ABBYY Compreno’s revolutionism is fundamental in its approach. Many have thought about the universal system of concepts and technologies of complete syntactic and semantic analysis. In our work we rely on the works of leading Russian scientists in this field and classical linguistic education. However, many experts retreated before the colossal engineering and linguistic complexity of the implementation of this idea for real practical tasks. Advanced Russian linguistic education and science have given us a very good foundation for the start and development of this great work.
What will the money go for? What are the expected results? Will the result be a new product, or will it disperse in the old?
The project has been under development for about 10 years. I do not know about any public results. Did he become unfinished with unclear prospects? What are the guarantees that this grant will be the last necessary for the release of the product?
How long is the project designed to be implemented in Skolkovo?I answer three questions.
In psychology, it is known that the child is different from an adult inability to control their impulses - and this is one of the reasons why he can never replace an adult in many types of adult activity. Similarly, a mature company built for a long time differs from a one-day firm with the ability to invest in projects that will bear fruit through the years. Read more
here .
I should add that we have already decided long ago that you need to do only what you are sure that you can achieve the best results in the world. If you do not have reasonable grounds to believe that you will become the best in the world in your business, then this is a bad business, because it will be reduced as a result to price competition. Unique things are not done quickly, otherwise they would be easy to repeat.

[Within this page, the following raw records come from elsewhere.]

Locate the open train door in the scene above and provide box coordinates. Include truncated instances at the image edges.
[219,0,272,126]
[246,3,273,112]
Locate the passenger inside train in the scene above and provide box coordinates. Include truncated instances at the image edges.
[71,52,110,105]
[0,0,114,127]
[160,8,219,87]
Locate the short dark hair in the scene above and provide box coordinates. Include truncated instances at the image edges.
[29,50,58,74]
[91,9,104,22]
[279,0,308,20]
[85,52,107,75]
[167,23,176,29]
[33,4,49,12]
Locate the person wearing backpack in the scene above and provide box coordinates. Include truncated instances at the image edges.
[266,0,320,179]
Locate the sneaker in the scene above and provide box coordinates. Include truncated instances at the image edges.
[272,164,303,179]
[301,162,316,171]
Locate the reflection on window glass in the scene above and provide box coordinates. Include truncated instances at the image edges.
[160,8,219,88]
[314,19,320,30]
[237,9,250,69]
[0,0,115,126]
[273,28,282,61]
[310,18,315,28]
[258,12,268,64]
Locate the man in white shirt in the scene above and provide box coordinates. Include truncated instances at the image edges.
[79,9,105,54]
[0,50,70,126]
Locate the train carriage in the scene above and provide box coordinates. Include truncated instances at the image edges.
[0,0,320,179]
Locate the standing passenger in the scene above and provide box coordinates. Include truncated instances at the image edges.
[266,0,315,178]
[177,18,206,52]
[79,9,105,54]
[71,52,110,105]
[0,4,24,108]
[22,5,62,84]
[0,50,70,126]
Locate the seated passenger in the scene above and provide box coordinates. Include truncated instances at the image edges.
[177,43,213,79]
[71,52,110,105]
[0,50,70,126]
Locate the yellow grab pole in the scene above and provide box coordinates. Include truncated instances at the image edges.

Well, now essentially what we are doing.
Work on the creation of Compreno technology has been going on for 15 years (you can look at the people who are engaged in this and our other projects
here ). The fact is that this project requires a serious scientific foundation, without which it is impossible to create a truly high-quality working technology. Fundamental science, as is known, requires money and time. 15 years ago began thinking through the basic concepts of the new technology. Approximately 10 years ago - work on building architecture, about 6 years ago - serious work on the programming of basic modules, and about 2 years ago, the most serious technological risks were passed. The project has entered a phase that allows us to speak with a high degree of confidence about the attainability of our goals.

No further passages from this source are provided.